Apple Inc. joined the growing number of companies who are forecasting a hit to their bottom lines from the outbreak, which has prompted Chinese authorities to put into lockdown cities that are home to more than 60 million people.
Apple warned its investors on Monday that it won’t meet its second-quarter financial guidance because the outbreak has cut production of iPhones. The company said all of its iPhone manufacturing facilities are outside Hubei province, the epicenter of the outbreak, and all have been reopened. But production is ramping up slowly.

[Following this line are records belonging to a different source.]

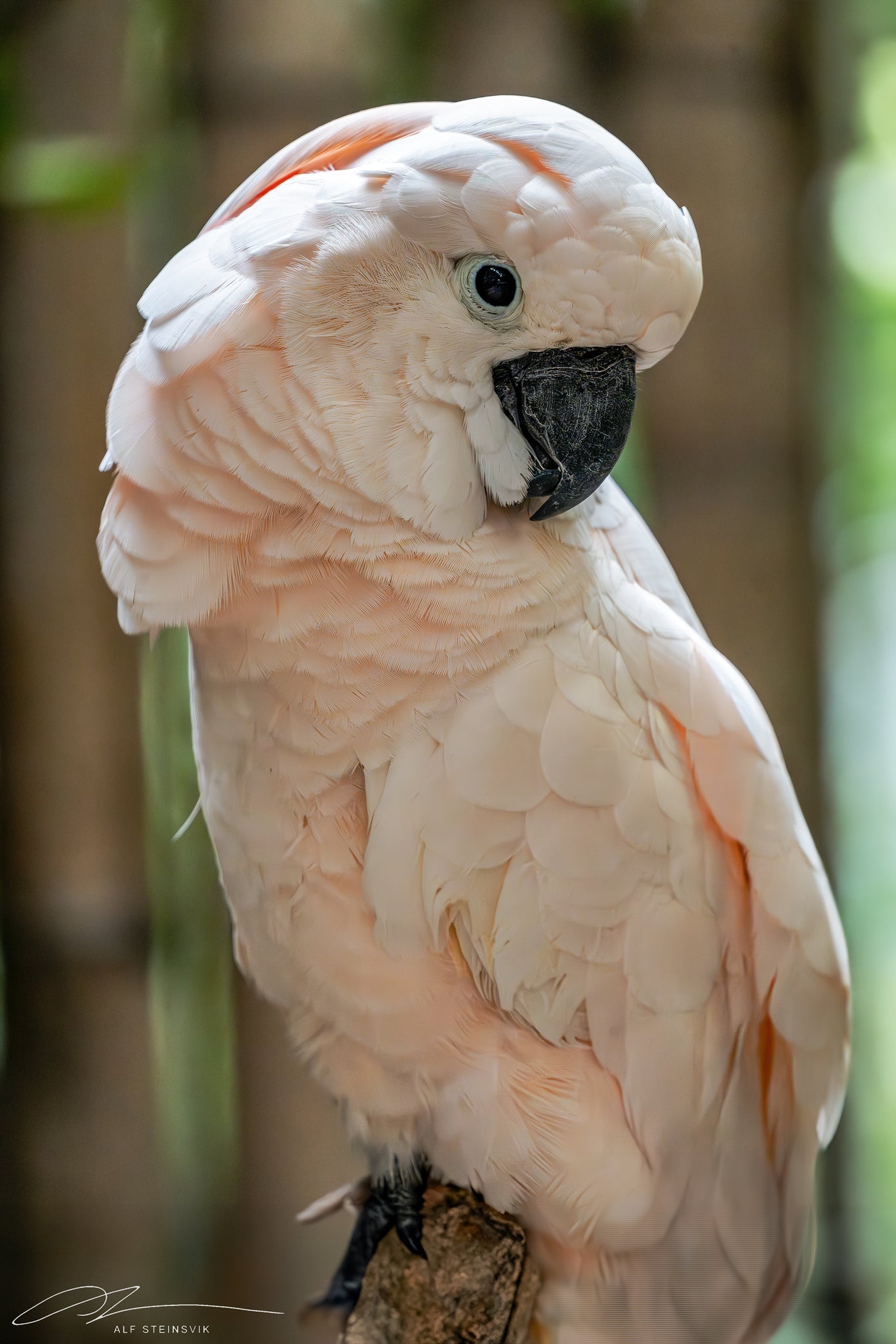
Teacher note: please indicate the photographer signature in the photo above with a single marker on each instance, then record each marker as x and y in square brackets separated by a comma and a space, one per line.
[109, 1304]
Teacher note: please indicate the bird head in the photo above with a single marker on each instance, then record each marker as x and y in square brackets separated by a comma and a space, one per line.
[464, 293]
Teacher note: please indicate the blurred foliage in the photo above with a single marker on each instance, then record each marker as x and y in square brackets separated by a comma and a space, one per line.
[861, 629]
[191, 961]
[190, 964]
[69, 173]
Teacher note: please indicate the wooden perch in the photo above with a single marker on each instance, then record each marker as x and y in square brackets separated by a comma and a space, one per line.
[478, 1286]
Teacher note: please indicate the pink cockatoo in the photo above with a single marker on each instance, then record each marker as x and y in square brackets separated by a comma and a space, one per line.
[506, 836]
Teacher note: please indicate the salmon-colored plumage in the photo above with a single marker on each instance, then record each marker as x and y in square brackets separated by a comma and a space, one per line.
[507, 837]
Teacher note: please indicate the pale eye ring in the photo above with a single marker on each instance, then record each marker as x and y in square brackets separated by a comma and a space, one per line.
[491, 288]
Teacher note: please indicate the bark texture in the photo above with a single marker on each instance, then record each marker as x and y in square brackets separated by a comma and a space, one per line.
[478, 1286]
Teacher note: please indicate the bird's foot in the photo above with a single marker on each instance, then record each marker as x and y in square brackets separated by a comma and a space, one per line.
[394, 1200]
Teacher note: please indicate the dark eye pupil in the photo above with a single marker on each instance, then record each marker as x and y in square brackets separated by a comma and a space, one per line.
[496, 285]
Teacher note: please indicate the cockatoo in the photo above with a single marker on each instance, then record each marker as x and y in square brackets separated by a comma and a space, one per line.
[504, 835]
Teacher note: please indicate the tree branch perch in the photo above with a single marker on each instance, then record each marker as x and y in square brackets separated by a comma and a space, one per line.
[478, 1286]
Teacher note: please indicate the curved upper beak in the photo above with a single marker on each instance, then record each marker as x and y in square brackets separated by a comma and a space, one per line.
[574, 408]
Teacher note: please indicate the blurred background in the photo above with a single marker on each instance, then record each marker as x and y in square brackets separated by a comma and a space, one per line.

Technology shares are taking a beating. Samsung Electronics’ shares fell 2.8% on Tuesday, while Sony Corp. fell 2.5% and computer chip maker TMSC dropped 2.9%.
Meanwhile, bank HSBC said it expected a hit from the virus’s disruption to business as it unveiled a deep overhaul of its operations, including 35,000 job cuts. Its shares were down over 6%.
In other trading, benchmark U.S. crude oil lost 92 cents to $51.13 per barrel in electronic trading on the New York Mercantile Exchange. It gained 63 cents overnight. Brent crude oil, the international standard, lost $1.13 to $56.54 per barrel. It gained 35 cents on Monday.
In currency markets, the dollar fell to 109.72 Japanese yen from 109.89 yen on Monday. The euro edged down to $1.0825 from $1.0836.